Mi padre, desde joven, entendió la fragilidad de la vida. Quizá por ello la embellecía con música, versos y pasión. Vivió muchas pérdidas de amigos y camaradas que lucharon por una causa justa. Siempre rompió esquemas y fue un catalizador de cambios. Sin embargo, en su entorno nunca fue comprendido del todo.
Con “saudade”, me decía: “ay, mi chiquita que ya se me hizo grande”. “Saudade”, en portugués, expresa el sentimiento de profunda añoranza y nostalgia por aquello que se ama y no se tiene cerca. Fue un hombre alegre pero, a la vez, nostálgico. La intensidad emocional con que vivió lo impulsó a seguir adelante, contra toda adversidad.
Lo que más recuerdo es su extraordinaria complicidad. Fue mi amigo y un padre único. Nunca me limitó; por el contrario, me daba cuerda, a pesar de ser su “chiquita”. Era feminista, amante de las mujeres. Cómplice de mis secretos más profundos, me aconsejaba sin juzgar. Me guió con su mano cogiendo la mía hasta el día en que murió, cuando seguí sintiendo la memoria de su mano apretando la mía mientras lloraba en mi cama, en Estocolmo, donde vivo hace 13 años. Sentí su mano viva en la distancia y aún la siento, acompañándome. Esas manos ásperas y calientitas que, hasta el día de su muerte, conservaron esa calidez, advertida tres horas después por la doctora que certificó su partida. Ese fue mi padre: una persona con una energía vital inusual, que irradiaba ternura y contagiaba al que se cruzara en su camino.
Guardaré en mi memoria aquellos trayectos inolvidables en que, mientras manejaba, le invitaba cantar y bailar juntos, al tiempo que le hacía videos y, como buen cómplice, me seguía. Y nuestras salidas a rumbear juntos, ¡cómo olvidarlas! Se llevaba a su chiquita para que aprendiera a gozar de la vida junto con sus amigos, todos contemporáneos. ¡Era bello! Lo daba a todo y se entregaba a todos porque su motor siempre fue la poderosa fuerza del amor y de la libertad.

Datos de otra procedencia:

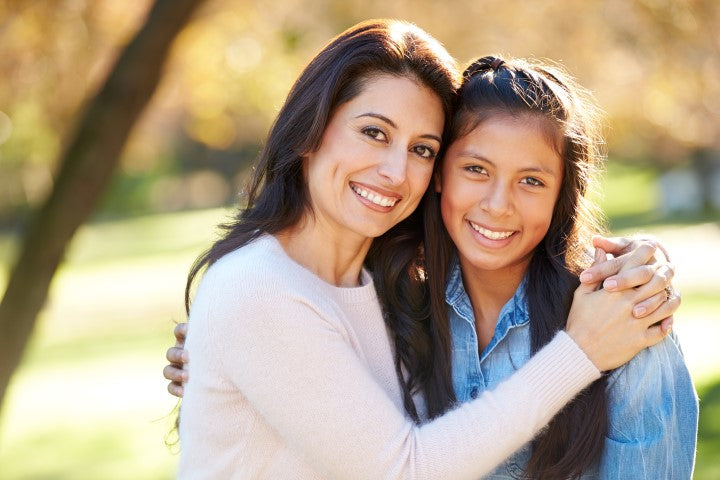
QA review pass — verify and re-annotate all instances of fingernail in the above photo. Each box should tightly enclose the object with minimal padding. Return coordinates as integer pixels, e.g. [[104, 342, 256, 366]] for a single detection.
[[603, 280, 617, 290]]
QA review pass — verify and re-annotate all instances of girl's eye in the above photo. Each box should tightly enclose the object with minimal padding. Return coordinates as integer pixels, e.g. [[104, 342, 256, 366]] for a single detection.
[[413, 145, 437, 160], [362, 127, 387, 141], [465, 165, 487, 175], [521, 177, 545, 187]]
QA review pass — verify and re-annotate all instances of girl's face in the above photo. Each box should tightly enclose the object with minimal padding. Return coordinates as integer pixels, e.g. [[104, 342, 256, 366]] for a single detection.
[[305, 74, 445, 244], [436, 115, 563, 277]]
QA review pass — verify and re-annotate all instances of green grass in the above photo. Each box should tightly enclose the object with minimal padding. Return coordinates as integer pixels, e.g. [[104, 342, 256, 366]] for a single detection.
[[0, 167, 720, 480]]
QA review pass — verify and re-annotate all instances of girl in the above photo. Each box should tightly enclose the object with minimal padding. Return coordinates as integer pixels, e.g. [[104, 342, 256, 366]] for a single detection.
[[425, 57, 698, 479], [170, 21, 676, 479]]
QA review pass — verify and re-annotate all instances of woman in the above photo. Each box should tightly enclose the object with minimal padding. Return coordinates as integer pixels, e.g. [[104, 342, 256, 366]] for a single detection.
[[172, 21, 676, 478]]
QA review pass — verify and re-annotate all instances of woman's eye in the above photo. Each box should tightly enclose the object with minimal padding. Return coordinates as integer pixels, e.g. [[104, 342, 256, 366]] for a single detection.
[[522, 177, 545, 187], [413, 145, 437, 160], [362, 127, 387, 141]]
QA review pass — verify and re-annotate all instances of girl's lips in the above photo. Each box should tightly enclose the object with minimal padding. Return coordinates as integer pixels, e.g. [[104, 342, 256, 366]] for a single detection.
[[468, 220, 515, 240], [350, 182, 402, 208], [467, 220, 517, 248]]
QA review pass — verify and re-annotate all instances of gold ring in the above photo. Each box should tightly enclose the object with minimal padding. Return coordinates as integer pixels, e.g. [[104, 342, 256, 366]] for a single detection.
[[665, 285, 674, 300]]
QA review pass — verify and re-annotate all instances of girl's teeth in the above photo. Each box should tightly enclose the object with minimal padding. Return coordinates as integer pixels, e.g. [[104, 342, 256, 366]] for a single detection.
[[470, 222, 513, 240]]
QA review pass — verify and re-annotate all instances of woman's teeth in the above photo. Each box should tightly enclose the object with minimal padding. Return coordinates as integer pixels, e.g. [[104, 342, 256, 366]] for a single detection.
[[469, 222, 515, 240], [350, 185, 398, 207]]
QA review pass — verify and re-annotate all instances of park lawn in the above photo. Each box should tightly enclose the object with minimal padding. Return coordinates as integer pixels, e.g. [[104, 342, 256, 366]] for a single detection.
[[0, 161, 720, 480]]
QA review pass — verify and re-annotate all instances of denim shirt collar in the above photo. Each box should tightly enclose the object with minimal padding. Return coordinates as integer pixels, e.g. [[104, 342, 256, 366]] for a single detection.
[[445, 256, 530, 352]]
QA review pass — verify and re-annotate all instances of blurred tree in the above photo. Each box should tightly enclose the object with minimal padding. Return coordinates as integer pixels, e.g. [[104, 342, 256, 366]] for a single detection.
[[0, 0, 203, 420]]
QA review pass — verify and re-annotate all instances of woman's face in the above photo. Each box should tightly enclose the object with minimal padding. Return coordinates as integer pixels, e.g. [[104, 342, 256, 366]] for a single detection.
[[305, 74, 445, 239], [436, 115, 563, 276]]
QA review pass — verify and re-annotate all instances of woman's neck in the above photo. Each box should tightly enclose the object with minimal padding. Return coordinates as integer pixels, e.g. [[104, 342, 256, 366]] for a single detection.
[[460, 259, 527, 352], [275, 216, 372, 287]]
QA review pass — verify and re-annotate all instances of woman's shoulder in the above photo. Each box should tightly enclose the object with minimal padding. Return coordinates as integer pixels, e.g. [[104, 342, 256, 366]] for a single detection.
[[201, 235, 292, 294]]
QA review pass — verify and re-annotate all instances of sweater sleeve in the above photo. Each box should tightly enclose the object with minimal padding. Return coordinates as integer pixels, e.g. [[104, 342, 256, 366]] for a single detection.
[[209, 278, 599, 479]]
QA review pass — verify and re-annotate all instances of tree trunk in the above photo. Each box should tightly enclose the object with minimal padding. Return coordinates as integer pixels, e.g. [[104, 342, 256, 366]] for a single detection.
[[0, 0, 203, 416]]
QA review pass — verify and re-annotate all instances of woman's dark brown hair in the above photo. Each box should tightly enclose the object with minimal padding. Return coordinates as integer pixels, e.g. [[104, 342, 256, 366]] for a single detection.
[[185, 20, 459, 420], [423, 56, 607, 479]]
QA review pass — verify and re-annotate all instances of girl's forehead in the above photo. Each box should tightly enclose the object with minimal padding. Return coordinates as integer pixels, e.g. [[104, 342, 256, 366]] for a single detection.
[[451, 109, 565, 157]]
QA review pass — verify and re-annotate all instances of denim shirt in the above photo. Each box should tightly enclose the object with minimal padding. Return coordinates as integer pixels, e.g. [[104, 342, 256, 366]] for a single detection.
[[445, 260, 698, 480]]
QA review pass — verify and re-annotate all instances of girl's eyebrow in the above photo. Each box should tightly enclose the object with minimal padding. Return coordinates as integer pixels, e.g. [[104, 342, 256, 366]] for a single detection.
[[355, 112, 442, 144]]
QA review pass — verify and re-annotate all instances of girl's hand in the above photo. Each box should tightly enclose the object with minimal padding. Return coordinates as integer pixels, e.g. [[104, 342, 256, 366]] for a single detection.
[[163, 323, 188, 398], [580, 236, 682, 324], [566, 244, 680, 371]]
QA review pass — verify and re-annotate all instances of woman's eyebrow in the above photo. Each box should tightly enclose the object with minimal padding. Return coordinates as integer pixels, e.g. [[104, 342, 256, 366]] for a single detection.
[[355, 112, 442, 144]]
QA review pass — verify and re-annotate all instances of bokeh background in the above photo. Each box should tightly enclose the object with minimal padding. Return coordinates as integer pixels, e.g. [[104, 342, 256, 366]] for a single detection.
[[0, 0, 720, 479]]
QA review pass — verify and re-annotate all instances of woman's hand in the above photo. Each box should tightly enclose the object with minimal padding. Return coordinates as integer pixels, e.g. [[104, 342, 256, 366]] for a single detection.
[[580, 235, 682, 325], [163, 323, 188, 398], [567, 242, 680, 371]]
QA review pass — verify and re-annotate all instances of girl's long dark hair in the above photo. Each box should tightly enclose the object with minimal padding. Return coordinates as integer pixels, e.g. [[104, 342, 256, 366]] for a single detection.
[[423, 57, 607, 479], [185, 20, 459, 420]]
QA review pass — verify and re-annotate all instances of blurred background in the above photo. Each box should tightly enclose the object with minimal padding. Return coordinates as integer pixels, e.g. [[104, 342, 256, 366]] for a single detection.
[[0, 0, 720, 479]]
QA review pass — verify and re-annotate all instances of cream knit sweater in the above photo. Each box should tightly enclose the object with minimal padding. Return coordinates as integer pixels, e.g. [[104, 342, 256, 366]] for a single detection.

El día de su funeral, en la fiesta de partida, escuché a uno de sus compañeros del M-19 dedicando a su amigo “Rafael, el anarquista”, unos versos de J. A. Goytisolo. Era la canción de cuna que los compañeros del Eme le cantaban a sus hijos e hijas. En el momento en que la escuché, sin saber que la recordaba, canté esas estrofas que tantas noches arrullaron mis sueños: “Érase una vez un lobito bueno al que maltrataban todos los corderos. Y había también un príncipe malo, una bruja hermosa y un pirata honrado. Todas estas cosas había una vez, cuando yo soñaba un mundo al revés”. Entendí, 38 años después, que con esos versos revolucionarios nos estaban preparando para, igual que ellos, convertirnos en gestores del cambio.